Leica Biosystems added to the COVID-19 diagnostics repository in early April with emergency regulatory clearance of its Aperio ImageScope DX Viewer for remote SARS-CoV-2 diagnosis. The product’s software enables pathologists to safely view images acquired through the Aperio AT2 DX Scanner and remotely diagnose cases. “This remote use capability will be transformative—and help alleviate the pressure that the emergence of the COVID-19 outbreak has put on healthcare facilities,” Melissa Aquino, Leica Biosystems president, said in announcing the clearance.
HemoCue, meanwhile, is repurposing scrapped pallets of plastic film originally used in microcuvette production to create head visors for front-line healthcare workers.
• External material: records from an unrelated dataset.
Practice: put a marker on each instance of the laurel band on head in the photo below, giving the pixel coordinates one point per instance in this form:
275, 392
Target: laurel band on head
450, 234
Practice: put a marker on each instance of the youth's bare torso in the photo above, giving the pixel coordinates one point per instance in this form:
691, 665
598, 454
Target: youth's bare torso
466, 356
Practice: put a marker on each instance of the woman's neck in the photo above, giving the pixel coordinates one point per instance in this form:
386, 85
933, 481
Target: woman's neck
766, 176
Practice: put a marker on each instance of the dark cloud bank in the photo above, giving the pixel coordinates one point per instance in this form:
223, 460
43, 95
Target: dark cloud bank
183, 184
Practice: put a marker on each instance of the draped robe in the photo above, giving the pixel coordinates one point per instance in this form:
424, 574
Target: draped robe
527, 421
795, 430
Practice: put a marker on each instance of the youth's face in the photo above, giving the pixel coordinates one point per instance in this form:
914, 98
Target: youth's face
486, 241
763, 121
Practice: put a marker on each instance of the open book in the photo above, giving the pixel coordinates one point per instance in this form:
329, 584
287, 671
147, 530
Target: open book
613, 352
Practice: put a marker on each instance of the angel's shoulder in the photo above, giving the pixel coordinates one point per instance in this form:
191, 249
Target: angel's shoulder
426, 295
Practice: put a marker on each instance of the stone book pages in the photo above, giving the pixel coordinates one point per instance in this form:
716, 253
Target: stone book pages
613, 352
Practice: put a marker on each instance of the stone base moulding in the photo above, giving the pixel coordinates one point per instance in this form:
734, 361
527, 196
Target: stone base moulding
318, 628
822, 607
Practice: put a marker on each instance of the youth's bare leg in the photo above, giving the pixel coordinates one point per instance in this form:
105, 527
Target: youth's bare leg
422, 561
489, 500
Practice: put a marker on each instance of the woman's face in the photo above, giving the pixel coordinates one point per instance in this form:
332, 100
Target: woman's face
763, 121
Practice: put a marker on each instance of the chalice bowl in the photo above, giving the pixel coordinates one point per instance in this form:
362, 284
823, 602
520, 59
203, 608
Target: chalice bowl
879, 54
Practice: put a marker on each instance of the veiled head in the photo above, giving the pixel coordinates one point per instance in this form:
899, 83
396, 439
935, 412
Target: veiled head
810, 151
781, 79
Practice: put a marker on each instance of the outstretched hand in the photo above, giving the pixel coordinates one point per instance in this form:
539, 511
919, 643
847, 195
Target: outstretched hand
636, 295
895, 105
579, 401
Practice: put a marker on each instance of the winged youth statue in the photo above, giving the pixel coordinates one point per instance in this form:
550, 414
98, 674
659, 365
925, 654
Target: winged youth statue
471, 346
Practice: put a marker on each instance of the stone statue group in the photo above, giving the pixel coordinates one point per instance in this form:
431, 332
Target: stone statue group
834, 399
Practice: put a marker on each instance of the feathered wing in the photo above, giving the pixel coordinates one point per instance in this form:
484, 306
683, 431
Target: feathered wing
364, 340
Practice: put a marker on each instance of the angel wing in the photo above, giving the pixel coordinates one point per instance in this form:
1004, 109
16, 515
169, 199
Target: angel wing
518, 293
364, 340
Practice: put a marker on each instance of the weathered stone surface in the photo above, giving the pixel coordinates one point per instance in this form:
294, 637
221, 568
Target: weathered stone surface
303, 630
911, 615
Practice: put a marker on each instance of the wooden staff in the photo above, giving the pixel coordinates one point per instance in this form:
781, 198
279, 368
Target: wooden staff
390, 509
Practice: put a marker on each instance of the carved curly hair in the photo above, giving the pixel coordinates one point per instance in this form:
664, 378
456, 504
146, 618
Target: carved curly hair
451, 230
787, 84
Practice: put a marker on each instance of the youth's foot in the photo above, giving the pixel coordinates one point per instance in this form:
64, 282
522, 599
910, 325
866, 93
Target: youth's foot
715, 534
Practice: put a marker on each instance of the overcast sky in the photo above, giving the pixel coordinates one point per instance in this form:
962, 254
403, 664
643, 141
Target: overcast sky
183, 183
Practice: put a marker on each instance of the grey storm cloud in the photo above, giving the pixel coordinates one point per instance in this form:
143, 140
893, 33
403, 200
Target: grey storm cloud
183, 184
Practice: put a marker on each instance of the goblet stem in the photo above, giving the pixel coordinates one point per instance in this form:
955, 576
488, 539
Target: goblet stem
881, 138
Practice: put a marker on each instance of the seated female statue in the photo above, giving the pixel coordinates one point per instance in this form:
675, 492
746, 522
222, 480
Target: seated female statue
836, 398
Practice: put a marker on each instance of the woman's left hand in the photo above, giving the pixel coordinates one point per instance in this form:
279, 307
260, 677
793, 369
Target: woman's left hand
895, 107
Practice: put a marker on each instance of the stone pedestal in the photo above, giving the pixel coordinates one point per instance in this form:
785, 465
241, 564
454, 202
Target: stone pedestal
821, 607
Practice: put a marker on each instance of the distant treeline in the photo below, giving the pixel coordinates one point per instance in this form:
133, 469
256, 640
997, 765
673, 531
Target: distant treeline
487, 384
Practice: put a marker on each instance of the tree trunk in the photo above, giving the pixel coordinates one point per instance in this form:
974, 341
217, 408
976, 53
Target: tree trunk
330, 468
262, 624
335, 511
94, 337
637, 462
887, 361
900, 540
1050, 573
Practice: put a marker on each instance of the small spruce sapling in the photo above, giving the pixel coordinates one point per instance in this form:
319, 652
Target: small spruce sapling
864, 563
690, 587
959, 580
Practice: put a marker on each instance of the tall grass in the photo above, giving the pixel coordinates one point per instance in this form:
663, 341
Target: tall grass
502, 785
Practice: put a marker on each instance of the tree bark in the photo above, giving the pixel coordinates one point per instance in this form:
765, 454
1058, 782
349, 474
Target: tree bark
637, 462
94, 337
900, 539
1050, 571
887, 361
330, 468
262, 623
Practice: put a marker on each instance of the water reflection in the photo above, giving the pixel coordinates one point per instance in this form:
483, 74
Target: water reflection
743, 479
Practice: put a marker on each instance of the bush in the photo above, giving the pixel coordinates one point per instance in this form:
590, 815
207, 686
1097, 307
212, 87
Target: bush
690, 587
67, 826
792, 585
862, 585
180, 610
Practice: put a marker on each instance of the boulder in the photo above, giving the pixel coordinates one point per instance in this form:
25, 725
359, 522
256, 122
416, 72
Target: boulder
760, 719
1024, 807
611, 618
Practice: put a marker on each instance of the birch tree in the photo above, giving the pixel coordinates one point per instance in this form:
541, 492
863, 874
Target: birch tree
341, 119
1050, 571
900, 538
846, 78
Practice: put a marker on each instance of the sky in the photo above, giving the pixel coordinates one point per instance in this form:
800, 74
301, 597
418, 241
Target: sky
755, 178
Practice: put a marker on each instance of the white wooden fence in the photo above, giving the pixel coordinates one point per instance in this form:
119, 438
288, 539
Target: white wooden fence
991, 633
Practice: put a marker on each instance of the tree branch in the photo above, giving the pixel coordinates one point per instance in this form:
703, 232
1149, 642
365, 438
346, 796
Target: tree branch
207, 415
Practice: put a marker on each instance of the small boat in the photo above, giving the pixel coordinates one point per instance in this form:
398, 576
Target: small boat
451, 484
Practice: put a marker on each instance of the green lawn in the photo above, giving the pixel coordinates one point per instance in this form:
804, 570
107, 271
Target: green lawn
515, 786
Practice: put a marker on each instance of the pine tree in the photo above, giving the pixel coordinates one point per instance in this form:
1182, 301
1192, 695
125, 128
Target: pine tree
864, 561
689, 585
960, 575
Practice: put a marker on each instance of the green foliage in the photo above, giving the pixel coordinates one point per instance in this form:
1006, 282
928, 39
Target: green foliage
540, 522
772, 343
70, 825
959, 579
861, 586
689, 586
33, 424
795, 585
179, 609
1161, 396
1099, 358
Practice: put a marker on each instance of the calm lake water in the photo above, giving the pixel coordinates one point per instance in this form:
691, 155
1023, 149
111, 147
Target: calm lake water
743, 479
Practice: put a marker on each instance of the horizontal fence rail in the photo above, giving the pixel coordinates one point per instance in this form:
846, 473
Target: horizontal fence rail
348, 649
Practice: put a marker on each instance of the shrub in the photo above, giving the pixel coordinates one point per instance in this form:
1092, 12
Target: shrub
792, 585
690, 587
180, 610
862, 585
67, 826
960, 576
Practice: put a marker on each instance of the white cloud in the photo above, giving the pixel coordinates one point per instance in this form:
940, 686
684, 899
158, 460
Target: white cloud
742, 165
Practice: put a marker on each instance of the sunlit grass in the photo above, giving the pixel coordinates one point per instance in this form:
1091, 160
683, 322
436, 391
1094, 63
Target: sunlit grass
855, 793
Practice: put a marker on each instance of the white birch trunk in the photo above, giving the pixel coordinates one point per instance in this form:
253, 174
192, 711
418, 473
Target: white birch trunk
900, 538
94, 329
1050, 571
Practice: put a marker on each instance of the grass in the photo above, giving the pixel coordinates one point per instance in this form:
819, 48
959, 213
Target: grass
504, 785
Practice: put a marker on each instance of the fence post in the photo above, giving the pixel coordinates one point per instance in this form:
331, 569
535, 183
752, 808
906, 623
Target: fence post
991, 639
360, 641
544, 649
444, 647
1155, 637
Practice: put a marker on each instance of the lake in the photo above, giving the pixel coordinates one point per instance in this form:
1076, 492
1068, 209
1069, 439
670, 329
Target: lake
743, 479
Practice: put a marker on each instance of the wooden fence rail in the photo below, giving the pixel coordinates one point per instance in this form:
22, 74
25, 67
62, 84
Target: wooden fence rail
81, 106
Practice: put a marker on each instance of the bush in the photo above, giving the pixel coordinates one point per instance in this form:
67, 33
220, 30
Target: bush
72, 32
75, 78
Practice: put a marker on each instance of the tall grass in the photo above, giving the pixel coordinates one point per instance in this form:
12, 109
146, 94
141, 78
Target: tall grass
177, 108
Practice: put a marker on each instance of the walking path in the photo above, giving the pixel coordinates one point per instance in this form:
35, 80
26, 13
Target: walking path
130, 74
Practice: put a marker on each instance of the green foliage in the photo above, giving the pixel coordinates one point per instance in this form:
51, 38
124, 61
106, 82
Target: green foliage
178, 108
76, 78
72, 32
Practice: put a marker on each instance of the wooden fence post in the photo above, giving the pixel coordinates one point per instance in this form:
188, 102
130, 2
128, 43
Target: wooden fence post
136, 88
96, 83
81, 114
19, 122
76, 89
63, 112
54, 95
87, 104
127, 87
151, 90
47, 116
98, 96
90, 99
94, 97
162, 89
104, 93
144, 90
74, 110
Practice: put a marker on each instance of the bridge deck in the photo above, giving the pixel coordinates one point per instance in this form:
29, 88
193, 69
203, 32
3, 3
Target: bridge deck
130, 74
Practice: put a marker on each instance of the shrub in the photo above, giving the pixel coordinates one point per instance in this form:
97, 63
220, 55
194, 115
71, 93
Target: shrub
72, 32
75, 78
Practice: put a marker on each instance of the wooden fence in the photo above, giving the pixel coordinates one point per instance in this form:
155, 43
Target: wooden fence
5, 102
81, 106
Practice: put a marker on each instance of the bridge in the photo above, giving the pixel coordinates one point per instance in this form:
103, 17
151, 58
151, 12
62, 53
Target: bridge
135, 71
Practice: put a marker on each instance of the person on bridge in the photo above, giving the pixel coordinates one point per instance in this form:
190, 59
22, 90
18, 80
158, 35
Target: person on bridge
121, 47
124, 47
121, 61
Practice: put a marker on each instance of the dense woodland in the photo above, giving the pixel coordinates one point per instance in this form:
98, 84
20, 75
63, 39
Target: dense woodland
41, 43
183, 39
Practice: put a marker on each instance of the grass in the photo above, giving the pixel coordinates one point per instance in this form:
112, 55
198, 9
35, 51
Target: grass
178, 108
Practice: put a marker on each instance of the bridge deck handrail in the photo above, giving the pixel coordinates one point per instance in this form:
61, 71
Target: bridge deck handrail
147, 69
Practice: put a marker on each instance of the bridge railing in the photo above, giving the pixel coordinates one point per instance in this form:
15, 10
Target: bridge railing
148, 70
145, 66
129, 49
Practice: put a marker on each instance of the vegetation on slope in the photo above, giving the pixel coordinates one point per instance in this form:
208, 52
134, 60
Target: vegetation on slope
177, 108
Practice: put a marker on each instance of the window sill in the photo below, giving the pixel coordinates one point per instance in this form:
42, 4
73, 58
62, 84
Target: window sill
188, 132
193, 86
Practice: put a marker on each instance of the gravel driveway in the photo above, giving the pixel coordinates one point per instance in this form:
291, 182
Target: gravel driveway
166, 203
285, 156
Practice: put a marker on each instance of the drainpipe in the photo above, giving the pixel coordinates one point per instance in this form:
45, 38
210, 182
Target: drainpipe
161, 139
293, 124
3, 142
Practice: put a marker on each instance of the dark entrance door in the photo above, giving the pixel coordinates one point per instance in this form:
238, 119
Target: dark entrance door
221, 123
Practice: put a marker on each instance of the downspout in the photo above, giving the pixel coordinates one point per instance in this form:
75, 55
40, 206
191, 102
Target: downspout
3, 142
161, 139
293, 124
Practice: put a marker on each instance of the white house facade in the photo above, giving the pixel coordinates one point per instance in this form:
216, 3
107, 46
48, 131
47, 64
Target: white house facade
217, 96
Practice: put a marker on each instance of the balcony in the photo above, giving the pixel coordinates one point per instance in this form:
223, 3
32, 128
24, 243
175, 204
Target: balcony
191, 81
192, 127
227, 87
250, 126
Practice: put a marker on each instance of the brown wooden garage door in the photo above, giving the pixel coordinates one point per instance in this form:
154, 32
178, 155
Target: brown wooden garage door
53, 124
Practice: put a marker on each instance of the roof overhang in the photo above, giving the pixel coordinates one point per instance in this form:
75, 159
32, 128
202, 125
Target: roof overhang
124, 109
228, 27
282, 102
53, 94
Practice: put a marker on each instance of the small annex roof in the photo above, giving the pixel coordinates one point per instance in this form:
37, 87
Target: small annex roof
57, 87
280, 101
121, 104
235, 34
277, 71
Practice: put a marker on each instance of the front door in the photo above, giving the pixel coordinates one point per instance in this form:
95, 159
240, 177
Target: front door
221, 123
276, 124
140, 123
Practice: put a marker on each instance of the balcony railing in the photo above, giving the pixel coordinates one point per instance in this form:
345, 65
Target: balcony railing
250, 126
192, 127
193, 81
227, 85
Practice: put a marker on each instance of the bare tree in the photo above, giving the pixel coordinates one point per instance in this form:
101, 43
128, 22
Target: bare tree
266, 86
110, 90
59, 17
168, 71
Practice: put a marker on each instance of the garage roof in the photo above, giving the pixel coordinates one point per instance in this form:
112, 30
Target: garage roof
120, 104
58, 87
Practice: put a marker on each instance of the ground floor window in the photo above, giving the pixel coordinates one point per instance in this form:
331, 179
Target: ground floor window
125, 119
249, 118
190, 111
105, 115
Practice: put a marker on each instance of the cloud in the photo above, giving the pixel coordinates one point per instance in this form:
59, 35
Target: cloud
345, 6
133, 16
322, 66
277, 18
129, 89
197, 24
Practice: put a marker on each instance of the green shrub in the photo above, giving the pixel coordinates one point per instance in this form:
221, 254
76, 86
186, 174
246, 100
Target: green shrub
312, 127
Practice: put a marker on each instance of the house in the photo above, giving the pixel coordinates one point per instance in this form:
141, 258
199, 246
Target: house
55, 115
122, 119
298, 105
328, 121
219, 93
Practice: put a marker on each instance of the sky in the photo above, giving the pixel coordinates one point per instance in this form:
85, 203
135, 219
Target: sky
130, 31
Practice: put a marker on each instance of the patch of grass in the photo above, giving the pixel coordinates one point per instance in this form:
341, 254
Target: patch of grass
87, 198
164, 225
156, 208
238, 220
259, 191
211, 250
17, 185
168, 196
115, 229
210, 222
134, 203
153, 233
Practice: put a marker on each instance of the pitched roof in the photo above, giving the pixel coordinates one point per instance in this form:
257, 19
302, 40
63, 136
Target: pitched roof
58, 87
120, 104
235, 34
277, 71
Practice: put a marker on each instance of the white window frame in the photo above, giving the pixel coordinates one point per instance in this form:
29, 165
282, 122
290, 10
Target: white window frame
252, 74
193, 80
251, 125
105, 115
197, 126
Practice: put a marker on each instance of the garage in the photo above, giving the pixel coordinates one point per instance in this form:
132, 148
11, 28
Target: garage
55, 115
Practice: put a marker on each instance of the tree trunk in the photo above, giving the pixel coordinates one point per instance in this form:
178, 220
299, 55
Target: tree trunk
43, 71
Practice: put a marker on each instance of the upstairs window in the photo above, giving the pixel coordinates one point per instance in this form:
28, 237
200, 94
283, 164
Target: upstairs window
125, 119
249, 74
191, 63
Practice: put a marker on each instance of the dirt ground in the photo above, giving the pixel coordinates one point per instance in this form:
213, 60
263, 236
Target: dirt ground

Finally, Pall Corporation—as part of a consortium led by the University of Oxford (England)—is scaling up the manufacturing of ChAdOx1, which has been fast-tracked as a leading COVID-19 vaccine candidate. A single dose of the investigational ChAdOx1 vaccine protected six rhesus macaques from pneumonia caused by the virus, National Institutes of Health scientists and University of Oxford collaborators reported in mid-May. ChAdOx1 has been used to develop investigational vaccines against several pathogens, including a closely related coronavirus that causes Middle East respiratory syndrome.